Detenidos en peligro si son trasladados a custodia iraquí
5 enero 2009
El acuerdo firmado entre el presidente de Estados Unidos y el primer ministro de Irak el 14 de diciembre de 2008 abre la posibilidad de que se traslade a miles de detenidos de custodia estadounidense a custodia iraquí.
El Parlamento de Irak ratificó el 27 de noviembre de 2008, tras meses de negociaciones, un Convenio sobre el Estatuto de las Fuerzas que entró en vigor el 31 de diciembre de 2008. En el convenio se prevé, entre otras cosas, la retirada de las tropas estadounidenses de territorio iraquí para fines de 2011.
La información más reciente indica que, a partir del 1 de febrero de 2009, el ejército estadounidense empezará a trasladar a los detenidos que tiene bajo su custodia a la de las autoridades iraquíes. Amnistía Internacional teme que el Convenio sobre el Estatuto de las Fuerzas no establece salvaguardia alguna para los presos que sean trasladados a custodia iraquí.
Hay en la actualidad bajo custodia de las fuerzas estadounidenses en Irak unos 15.500 detenidos en tres centros principales de detención, el mayor de ellos Camp Bucca, al sur del país, en las proximidades de la frontera con Kuwait. La mayor parte de esas personas está encarcelada sin que en su contra se haya formulado cargo alguno y sin haber sido juzgadas; algunas llevan ya más de cinco años privadas de libertad.

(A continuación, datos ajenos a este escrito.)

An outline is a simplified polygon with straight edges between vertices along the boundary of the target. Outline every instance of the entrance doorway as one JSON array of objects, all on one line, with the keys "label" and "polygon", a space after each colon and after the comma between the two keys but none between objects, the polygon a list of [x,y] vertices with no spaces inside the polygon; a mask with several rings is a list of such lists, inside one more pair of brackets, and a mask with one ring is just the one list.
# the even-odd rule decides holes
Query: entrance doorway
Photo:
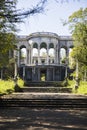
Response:
[{"label": "entrance doorway", "polygon": [[47,80],[47,70],[46,69],[41,69],[40,70],[40,80],[41,81],[46,81]]}]

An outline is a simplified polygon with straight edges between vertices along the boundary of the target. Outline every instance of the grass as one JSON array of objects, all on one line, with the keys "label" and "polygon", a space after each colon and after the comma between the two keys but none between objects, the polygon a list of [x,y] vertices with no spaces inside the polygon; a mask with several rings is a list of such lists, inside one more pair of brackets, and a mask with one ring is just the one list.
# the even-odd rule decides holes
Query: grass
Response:
[{"label": "grass", "polygon": [[[20,88],[23,87],[24,82],[21,79],[18,79],[18,86],[20,86]],[[14,92],[14,81],[12,80],[0,80],[0,95],[3,94],[10,94],[12,92]]]},{"label": "grass", "polygon": [[69,85],[67,87],[72,88],[72,93],[87,95],[87,81],[80,81],[80,85],[77,90],[75,90],[74,80],[69,80],[68,83]]}]

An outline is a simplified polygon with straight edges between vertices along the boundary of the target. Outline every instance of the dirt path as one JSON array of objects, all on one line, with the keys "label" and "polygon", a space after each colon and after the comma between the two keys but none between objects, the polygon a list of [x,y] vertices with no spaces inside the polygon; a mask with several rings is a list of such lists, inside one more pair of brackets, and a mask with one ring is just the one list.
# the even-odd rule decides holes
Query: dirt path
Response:
[{"label": "dirt path", "polygon": [[87,130],[87,111],[0,109],[0,130]]}]

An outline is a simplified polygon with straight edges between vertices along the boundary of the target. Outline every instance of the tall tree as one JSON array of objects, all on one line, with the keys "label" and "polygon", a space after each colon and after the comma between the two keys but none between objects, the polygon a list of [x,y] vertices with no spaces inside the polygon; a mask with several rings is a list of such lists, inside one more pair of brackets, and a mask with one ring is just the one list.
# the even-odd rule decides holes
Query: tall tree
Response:
[{"label": "tall tree", "polygon": [[[80,72],[87,71],[87,8],[74,12],[70,17],[68,24],[72,30],[74,40],[74,49],[72,57],[79,62]],[[82,70],[82,71],[81,71]]]}]

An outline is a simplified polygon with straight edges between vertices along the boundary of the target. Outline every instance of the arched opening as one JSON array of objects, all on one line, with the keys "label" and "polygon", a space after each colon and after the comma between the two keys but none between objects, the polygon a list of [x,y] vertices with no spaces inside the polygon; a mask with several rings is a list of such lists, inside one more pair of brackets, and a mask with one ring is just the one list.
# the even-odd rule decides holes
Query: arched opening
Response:
[{"label": "arched opening", "polygon": [[49,44],[49,64],[53,64],[54,63],[54,54],[55,50],[54,50],[54,44],[50,43]]},{"label": "arched opening", "polygon": [[32,49],[32,63],[37,64],[38,63],[38,44],[33,43],[33,49]]},{"label": "arched opening", "polygon": [[66,62],[66,49],[65,48],[60,49],[60,62],[63,64]]},{"label": "arched opening", "polygon": [[47,59],[47,45],[45,42],[42,42],[40,45],[40,62],[45,64]]}]

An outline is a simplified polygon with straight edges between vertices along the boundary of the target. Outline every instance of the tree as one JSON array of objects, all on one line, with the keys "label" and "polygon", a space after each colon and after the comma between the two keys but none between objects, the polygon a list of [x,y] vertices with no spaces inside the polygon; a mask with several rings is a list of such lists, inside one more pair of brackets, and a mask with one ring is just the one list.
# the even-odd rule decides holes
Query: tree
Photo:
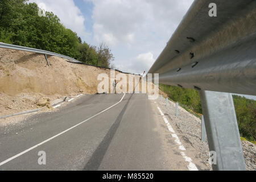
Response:
[{"label": "tree", "polygon": [[106,45],[102,43],[97,49],[98,53],[98,60],[97,64],[105,67],[110,67],[111,62],[114,60],[114,56],[111,53],[111,50]]}]

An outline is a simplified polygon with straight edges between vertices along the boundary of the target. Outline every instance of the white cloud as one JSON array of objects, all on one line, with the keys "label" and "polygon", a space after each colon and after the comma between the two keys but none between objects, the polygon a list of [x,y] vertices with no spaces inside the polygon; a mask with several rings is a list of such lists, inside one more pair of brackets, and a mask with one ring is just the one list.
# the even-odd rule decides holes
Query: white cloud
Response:
[{"label": "white cloud", "polygon": [[84,24],[85,18],[73,0],[29,0],[28,2],[35,2],[40,8],[53,12],[67,28],[77,32],[78,36],[88,36]]}]

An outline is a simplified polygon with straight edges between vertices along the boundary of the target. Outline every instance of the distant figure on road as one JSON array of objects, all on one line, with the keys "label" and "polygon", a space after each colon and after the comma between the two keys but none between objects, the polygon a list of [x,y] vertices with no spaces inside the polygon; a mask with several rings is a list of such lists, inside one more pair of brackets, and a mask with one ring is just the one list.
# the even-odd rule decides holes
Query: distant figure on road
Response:
[{"label": "distant figure on road", "polygon": [[113,93],[115,93],[115,86],[117,86],[117,80],[115,79],[114,82],[113,82]]}]

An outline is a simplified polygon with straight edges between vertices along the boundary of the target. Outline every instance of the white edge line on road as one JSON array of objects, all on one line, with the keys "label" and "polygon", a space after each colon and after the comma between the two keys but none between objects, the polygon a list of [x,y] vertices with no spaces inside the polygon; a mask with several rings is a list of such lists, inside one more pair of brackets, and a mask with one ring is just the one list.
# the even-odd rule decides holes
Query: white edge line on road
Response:
[{"label": "white edge line on road", "polygon": [[80,95],[78,95],[78,96],[76,96],[76,97],[80,97],[82,95],[82,93],[81,94],[80,94]]},{"label": "white edge line on road", "polygon": [[44,143],[46,143],[46,142],[49,142],[49,140],[53,139],[53,138],[56,138],[57,136],[60,136],[60,135],[62,135],[63,134],[64,134],[64,133],[66,133],[66,132],[67,132],[67,131],[69,131],[69,130],[73,129],[73,128],[75,128],[75,127],[77,127],[77,126],[79,126],[79,125],[80,125],[84,123],[84,122],[88,121],[88,120],[90,120],[90,119],[92,119],[92,118],[94,118],[94,117],[97,116],[98,115],[99,115],[99,114],[101,114],[101,113],[105,112],[105,111],[109,110],[109,109],[110,109],[110,108],[114,107],[114,106],[115,106],[116,105],[118,104],[119,103],[120,103],[120,102],[123,100],[123,97],[125,97],[125,93],[123,94],[123,97],[122,97],[122,98],[120,100],[120,101],[119,101],[118,102],[117,102],[116,104],[114,104],[113,105],[110,106],[109,107],[108,107],[108,108],[105,109],[104,110],[102,110],[102,111],[101,111],[101,112],[100,112],[100,113],[98,113],[97,114],[96,114],[93,115],[93,116],[91,117],[90,118],[89,118],[88,119],[86,119],[86,120],[85,120],[85,121],[82,121],[81,122],[80,122],[80,123],[78,123],[78,124],[77,124],[77,125],[75,125],[75,126],[71,127],[71,128],[69,128],[68,129],[67,129],[66,130],[63,131],[62,131],[61,133],[60,133],[59,134],[57,134],[57,135],[54,135],[53,136],[51,137],[50,138],[48,138],[48,139],[45,140],[44,141],[43,141],[43,142],[42,142],[41,143],[39,143],[36,144],[35,146],[34,146],[32,147],[30,147],[30,148],[28,148],[28,149],[27,149],[26,150],[24,150],[24,151],[21,152],[18,154],[17,155],[14,155],[14,156],[12,156],[11,158],[9,158],[8,159],[6,159],[6,160],[3,161],[2,162],[0,163],[0,166],[2,166],[2,165],[5,164],[5,163],[7,163],[7,162],[9,162],[12,160],[13,159],[15,159],[15,158],[16,158],[22,155],[23,155],[24,154],[27,153],[27,152],[31,151],[31,150],[33,150],[33,149],[35,148],[36,148],[37,147],[38,147],[38,146],[40,146],[40,145],[42,145],[43,144],[44,144]]},{"label": "white edge line on road", "polygon": [[[184,146],[182,144],[181,142],[180,142],[180,139],[179,139],[178,136],[175,134],[175,131],[174,131],[174,130],[172,129],[172,126],[171,126],[171,124],[168,121],[168,119],[165,117],[164,113],[162,111],[160,107],[158,106],[158,105],[156,105],[158,109],[158,110],[160,112],[160,114],[163,117],[163,119],[164,121],[164,122],[166,123],[166,125],[167,126],[168,129],[172,133],[172,136],[174,138],[175,138],[175,142],[177,143],[177,144],[179,145],[179,149],[181,151],[186,150]],[[185,152],[180,152],[180,154],[181,154],[183,158],[185,159],[185,160],[189,163],[189,164],[187,167],[188,170],[189,171],[198,171],[197,168],[196,167],[196,165],[195,165],[194,163],[192,162],[192,159],[191,158],[189,158],[186,156],[185,154]]]}]

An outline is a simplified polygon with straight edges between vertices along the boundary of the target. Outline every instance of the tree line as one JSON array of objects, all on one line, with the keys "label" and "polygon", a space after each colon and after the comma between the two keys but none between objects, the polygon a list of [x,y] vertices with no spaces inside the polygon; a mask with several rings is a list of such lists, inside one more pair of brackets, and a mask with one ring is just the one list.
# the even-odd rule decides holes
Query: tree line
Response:
[{"label": "tree line", "polygon": [[[193,111],[203,114],[199,92],[195,89],[160,84],[168,97]],[[240,135],[249,141],[256,140],[256,101],[233,96]],[[255,142],[254,142],[255,143]]]},{"label": "tree line", "polygon": [[88,64],[111,66],[114,58],[105,44],[96,47],[82,42],[53,13],[40,16],[36,3],[27,1],[0,1],[0,42],[60,53]]}]

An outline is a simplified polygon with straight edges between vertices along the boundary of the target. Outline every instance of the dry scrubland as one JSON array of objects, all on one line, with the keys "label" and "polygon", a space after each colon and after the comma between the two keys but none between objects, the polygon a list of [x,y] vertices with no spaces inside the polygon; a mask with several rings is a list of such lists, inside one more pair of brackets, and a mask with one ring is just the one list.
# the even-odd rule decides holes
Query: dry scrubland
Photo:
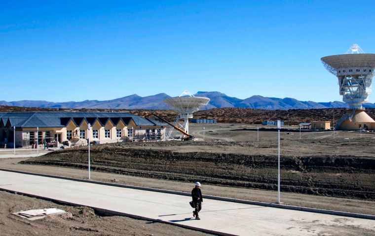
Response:
[{"label": "dry scrubland", "polygon": [[[281,190],[373,200],[374,144],[373,139],[283,140]],[[272,141],[107,144],[92,148],[91,168],[149,178],[276,190],[277,148]],[[87,155],[86,147],[75,148],[21,164],[86,169]]]},{"label": "dry scrubland", "polygon": [[[62,108],[42,108],[0,106],[0,112],[27,111],[81,111],[128,112],[142,116],[149,116],[155,113],[172,121],[177,114],[171,110],[113,110],[113,109],[70,109]],[[313,120],[332,121],[335,113],[335,122],[346,112],[345,108],[321,109],[290,109],[288,110],[257,110],[247,108],[217,108],[200,111],[194,113],[196,118],[217,119],[220,122],[261,124],[262,120],[284,120],[286,125],[288,120],[290,125]],[[375,109],[367,108],[366,112],[375,119]]]},{"label": "dry scrubland", "polygon": [[[0,107],[0,111],[4,109],[33,110]],[[259,126],[258,142],[256,124],[262,120],[280,118],[286,125],[288,117],[291,125],[313,120],[330,120],[334,110],[337,118],[346,111],[344,109],[275,111],[228,108],[198,112],[195,118],[240,123],[191,124],[191,132],[197,140],[202,140],[202,128],[205,127],[205,142],[121,143],[93,146],[92,176],[100,181],[183,191],[190,189],[192,182],[199,180],[204,184],[206,194],[274,202],[275,192],[270,190],[277,189],[277,132]],[[156,112],[171,120],[176,115],[171,111],[115,111],[141,116]],[[375,110],[367,111],[374,117]],[[302,131],[300,140],[299,131],[295,126],[292,128],[295,129],[281,132],[283,201],[296,206],[374,214],[375,134],[338,131],[335,133],[334,139],[332,131]],[[87,147],[74,148],[23,159],[20,163],[15,159],[0,160],[0,166],[85,178],[87,155]],[[200,235],[125,217],[102,217],[89,208],[63,206],[58,207],[71,212],[71,216],[28,223],[6,216],[21,209],[56,205],[14,196],[0,192],[0,197],[9,203],[5,205],[3,201],[0,206],[0,224],[14,225],[19,229],[5,227],[5,235],[23,232],[24,235],[58,235],[62,230],[71,233],[71,235],[119,235],[124,232],[130,235]]]}]

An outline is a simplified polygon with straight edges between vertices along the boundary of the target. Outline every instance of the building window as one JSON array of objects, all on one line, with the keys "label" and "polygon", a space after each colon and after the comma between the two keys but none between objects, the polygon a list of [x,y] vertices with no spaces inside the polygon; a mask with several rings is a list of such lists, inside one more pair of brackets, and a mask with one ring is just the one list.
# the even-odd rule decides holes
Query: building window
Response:
[{"label": "building window", "polygon": [[32,145],[33,144],[34,144],[34,132],[30,132],[30,136],[29,138],[30,140],[30,145]]},{"label": "building window", "polygon": [[99,138],[99,132],[98,132],[97,129],[93,129],[92,130],[92,138],[93,139],[97,139]]},{"label": "building window", "polygon": [[72,130],[67,130],[67,139],[68,140],[72,139]]},{"label": "building window", "polygon": [[117,129],[117,131],[116,132],[116,136],[117,136],[117,138],[121,138],[122,134],[122,130]]},{"label": "building window", "polygon": [[109,129],[104,130],[104,137],[106,138],[111,138],[111,130]]},{"label": "building window", "polygon": [[146,129],[146,139],[149,140],[150,139],[150,129]]},{"label": "building window", "polygon": [[161,129],[157,129],[157,139],[161,138]]},{"label": "building window", "polygon": [[84,139],[86,138],[86,131],[79,130],[79,138]]},{"label": "building window", "polygon": [[38,144],[43,143],[43,132],[42,131],[38,132]]},{"label": "building window", "polygon": [[49,137],[51,137],[51,133],[49,131],[45,131],[44,132],[44,139],[47,142],[49,142]]}]

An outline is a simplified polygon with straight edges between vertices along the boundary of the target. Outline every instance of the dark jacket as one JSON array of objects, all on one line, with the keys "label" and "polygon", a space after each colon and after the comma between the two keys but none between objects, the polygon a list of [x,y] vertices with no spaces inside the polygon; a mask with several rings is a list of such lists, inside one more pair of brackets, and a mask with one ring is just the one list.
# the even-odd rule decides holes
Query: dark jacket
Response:
[{"label": "dark jacket", "polygon": [[[192,198],[193,202],[194,203],[203,201],[203,198],[202,197],[202,192],[200,191],[200,188],[193,188],[193,190],[191,190],[191,198]],[[198,198],[199,198],[199,200],[198,200]]]}]

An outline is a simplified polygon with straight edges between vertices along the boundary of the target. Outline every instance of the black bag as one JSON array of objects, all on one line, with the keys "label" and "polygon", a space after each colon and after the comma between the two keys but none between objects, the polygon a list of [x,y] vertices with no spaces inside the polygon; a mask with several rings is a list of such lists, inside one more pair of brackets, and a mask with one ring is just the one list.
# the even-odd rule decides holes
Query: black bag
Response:
[{"label": "black bag", "polygon": [[195,204],[194,203],[194,202],[192,201],[191,202],[189,202],[189,204],[190,204],[190,206],[191,206],[192,207],[195,208]]}]

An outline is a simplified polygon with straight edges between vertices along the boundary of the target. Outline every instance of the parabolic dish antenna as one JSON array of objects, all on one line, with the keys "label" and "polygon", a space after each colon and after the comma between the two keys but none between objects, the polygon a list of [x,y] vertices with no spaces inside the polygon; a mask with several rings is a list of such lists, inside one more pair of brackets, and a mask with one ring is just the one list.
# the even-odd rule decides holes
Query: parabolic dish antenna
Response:
[{"label": "parabolic dish antenna", "polygon": [[183,128],[188,133],[189,118],[193,118],[193,113],[198,111],[199,107],[207,105],[210,99],[195,97],[186,90],[178,97],[166,98],[163,101],[179,114],[180,118],[185,119]]},{"label": "parabolic dish antenna", "polygon": [[[358,114],[365,114],[362,112],[364,110],[362,104],[368,102],[368,96],[372,91],[375,54],[364,53],[358,44],[353,44],[345,54],[321,59],[326,69],[337,77],[342,101],[348,104],[351,110],[339,120],[335,128],[339,128],[341,123],[351,122],[353,124],[352,124],[350,128],[354,129],[353,125],[357,124],[352,122],[352,120],[355,119]],[[361,127],[367,122],[363,121],[362,124],[359,122]]]}]

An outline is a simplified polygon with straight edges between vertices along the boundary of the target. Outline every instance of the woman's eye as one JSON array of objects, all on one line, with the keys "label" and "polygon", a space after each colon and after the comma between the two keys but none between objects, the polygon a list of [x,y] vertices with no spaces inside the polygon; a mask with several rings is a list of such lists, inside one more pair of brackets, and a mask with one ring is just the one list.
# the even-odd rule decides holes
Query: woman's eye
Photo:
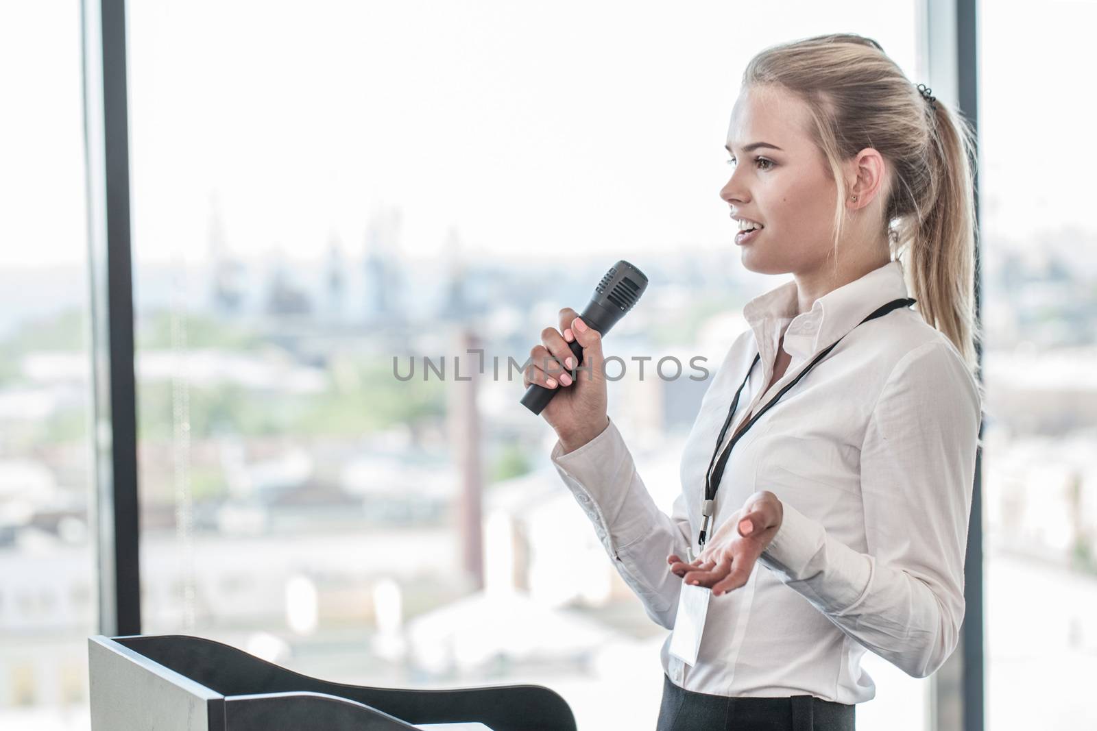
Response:
[{"label": "woman's eye", "polygon": [[[766,168],[762,168],[762,170],[769,170],[770,168],[773,167],[773,161],[772,160],[767,160],[766,158],[755,158],[755,162],[765,162],[768,165]],[[732,158],[732,159],[727,160],[727,164],[734,165],[735,164],[735,158]]]}]

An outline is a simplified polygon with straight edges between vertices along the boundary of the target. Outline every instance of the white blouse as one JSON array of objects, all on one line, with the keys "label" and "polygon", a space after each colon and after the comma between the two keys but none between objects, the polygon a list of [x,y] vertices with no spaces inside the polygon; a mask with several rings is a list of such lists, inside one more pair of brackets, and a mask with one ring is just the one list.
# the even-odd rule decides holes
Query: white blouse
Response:
[{"label": "white blouse", "polygon": [[[784,506],[746,585],[710,597],[695,665],[663,644],[663,667],[689,690],[811,694],[853,704],[875,695],[866,649],[915,677],[955,649],[982,404],[960,353],[913,308],[858,323],[907,297],[900,261],[796,312],[790,281],[750,300],[750,324],[716,370],[686,442],[682,491],[656,507],[615,423],[552,460],[648,616],[674,628],[682,580],[667,556],[698,551],[704,476],[735,389],[756,364],[728,429],[739,426],[821,351],[849,333],[735,445],[710,535],[756,491]],[[856,328],[855,328],[856,327]],[[773,386],[777,349],[792,361]]]}]

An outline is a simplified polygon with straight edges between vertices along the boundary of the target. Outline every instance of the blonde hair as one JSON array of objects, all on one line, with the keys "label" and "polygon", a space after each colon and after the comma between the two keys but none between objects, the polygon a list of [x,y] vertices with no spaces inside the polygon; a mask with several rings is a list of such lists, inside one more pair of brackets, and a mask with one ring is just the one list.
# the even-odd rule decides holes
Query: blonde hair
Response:
[{"label": "blonde hair", "polygon": [[880,221],[903,261],[923,319],[955,346],[982,397],[975,342],[975,134],[940,100],[936,111],[879,43],[834,33],[771,46],[743,72],[743,89],[784,89],[805,102],[812,135],[838,186],[835,265],[849,191],[841,161],[867,147],[892,168]]}]

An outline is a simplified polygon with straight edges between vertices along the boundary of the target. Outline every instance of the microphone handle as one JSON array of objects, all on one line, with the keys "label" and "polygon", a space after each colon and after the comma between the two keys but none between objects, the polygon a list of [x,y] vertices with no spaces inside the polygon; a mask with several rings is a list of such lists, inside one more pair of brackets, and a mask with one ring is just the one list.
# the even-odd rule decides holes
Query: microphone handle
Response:
[{"label": "microphone handle", "polygon": [[[583,313],[579,317],[587,323],[587,327],[593,328],[599,333],[604,335],[609,329],[613,327],[612,323],[615,320],[615,318],[606,318],[603,315],[604,311],[606,308],[598,306],[597,302],[590,302],[587,305],[587,309],[583,310]],[[578,339],[573,340],[567,344],[567,346],[572,349],[572,353],[575,355],[576,364],[583,365],[583,345],[579,344]],[[556,376],[554,377],[558,382],[559,378]],[[576,375],[576,378],[578,378],[578,375]],[[544,411],[544,408],[548,406],[548,402],[552,401],[552,398],[559,392],[559,386],[556,388],[545,388],[544,386],[540,386],[538,384],[530,384],[530,387],[525,389],[525,395],[522,396],[521,403],[534,414],[540,415],[541,412]]]}]

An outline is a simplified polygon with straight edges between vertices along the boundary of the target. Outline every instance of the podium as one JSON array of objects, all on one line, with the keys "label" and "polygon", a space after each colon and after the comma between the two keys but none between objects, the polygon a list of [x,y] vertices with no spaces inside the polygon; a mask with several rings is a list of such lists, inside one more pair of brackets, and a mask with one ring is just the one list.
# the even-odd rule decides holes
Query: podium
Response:
[{"label": "podium", "polygon": [[576,731],[567,701],[540,685],[329,683],[186,635],[90,637],[88,670],[92,731]]}]

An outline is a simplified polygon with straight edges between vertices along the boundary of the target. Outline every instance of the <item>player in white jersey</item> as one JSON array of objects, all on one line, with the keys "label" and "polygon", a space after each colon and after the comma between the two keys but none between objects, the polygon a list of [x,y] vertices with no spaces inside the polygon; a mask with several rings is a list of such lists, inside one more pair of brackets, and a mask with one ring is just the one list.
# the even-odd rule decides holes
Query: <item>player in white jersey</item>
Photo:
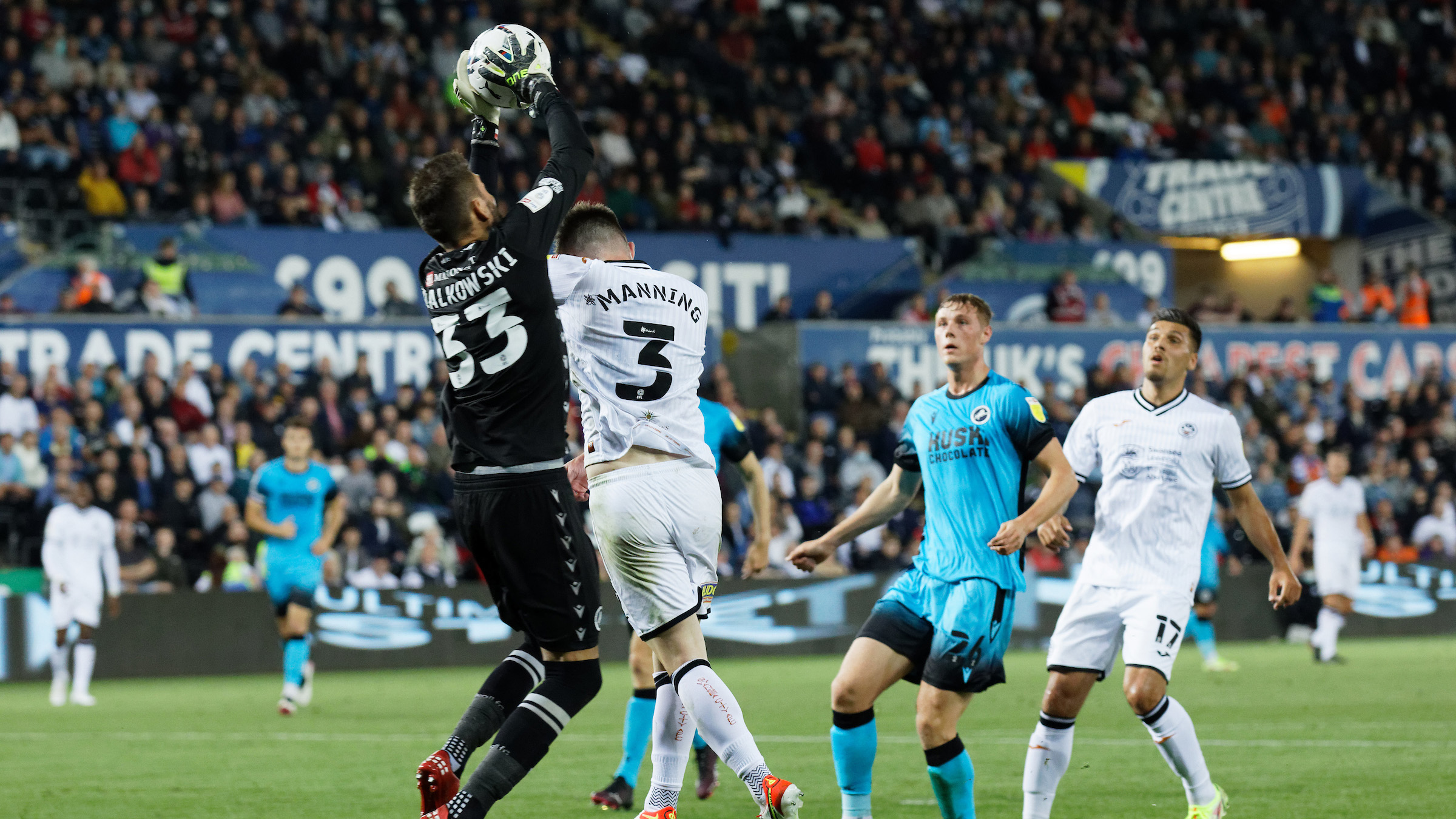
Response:
[{"label": "player in white jersey", "polygon": [[106,510],[92,506],[93,490],[86,481],[71,488],[71,503],[63,503],[45,519],[41,564],[51,579],[51,621],[55,648],[51,651],[51,705],[66,704],[67,632],[80,625],[76,641],[76,673],[71,704],[95,705],[90,675],[96,666],[96,628],[100,625],[102,577],[108,611],[121,614],[121,570],[116,558],[116,523]]},{"label": "player in white jersey", "polygon": [[1315,660],[1342,663],[1335,653],[1345,615],[1360,589],[1360,555],[1374,554],[1374,536],[1366,514],[1364,487],[1350,477],[1350,455],[1335,449],[1325,456],[1328,477],[1310,481],[1299,495],[1299,522],[1290,546],[1290,567],[1305,565],[1310,535],[1315,541],[1315,586],[1321,595],[1319,619],[1309,646]]},{"label": "player in white jersey", "polygon": [[[792,819],[799,788],[769,772],[743,708],[708,663],[697,622],[718,589],[722,532],[697,405],[708,296],[632,261],[635,245],[603,205],[575,205],[556,249],[547,268],[581,393],[597,548],[628,622],[654,654],[652,787],[641,816],[677,815],[696,723],[748,785],[760,816]],[[767,549],[747,560],[761,567]]]},{"label": "player in white jersey", "polygon": [[[1082,573],[1047,651],[1051,679],[1026,752],[1024,819],[1051,815],[1072,758],[1076,716],[1092,685],[1112,669],[1120,646],[1127,665],[1123,694],[1182,780],[1188,818],[1216,819],[1227,807],[1227,796],[1208,775],[1192,718],[1166,695],[1198,583],[1216,482],[1274,567],[1270,602],[1291,605],[1300,587],[1251,487],[1238,423],[1184,389],[1201,342],[1203,331],[1188,313],[1155,313],[1143,341],[1142,388],[1089,401],[1067,433],[1064,449],[1077,478],[1101,471],[1102,488]],[[1059,516],[1037,535],[1060,548],[1070,529]]]}]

Entre los detenidos se encuentran ex miembros del Partido Baaz, así como autoridades de seguridad y militares, que podrían estar especialmente en peligro, como por ejemplo ‘Ali Hassan al-Majeed, Sultan Hashim Ahmad al-Ta’i, Hussain Rashid al-Tikriti y ‘Abdul Ghani ‘Abdul Ghafour, condenados a muerte por delitos como el genocidio y crímenes contra la humanidad. Se teme que sean ejecutados si se los entrega a las autoridades iraquíes.
Bajo custodia de las autoridades iraquíes hay ya miles de personas recluidas, muchas de ellas sin cargos ni juicio y a menudo en condiciones terribles y sin acceso a abogados. Además, se han dictado sentencias de muerte tras juicios que han distado mucho de cumplir los mínimos estándares internacionales de justicia procesal, y a las personas sospechosas por motivos políticos o de seguridad se las somete habitualmente a tortura o malos tratos en las prisiones y centros de detención que están bajo control de las autoridades iraquíes.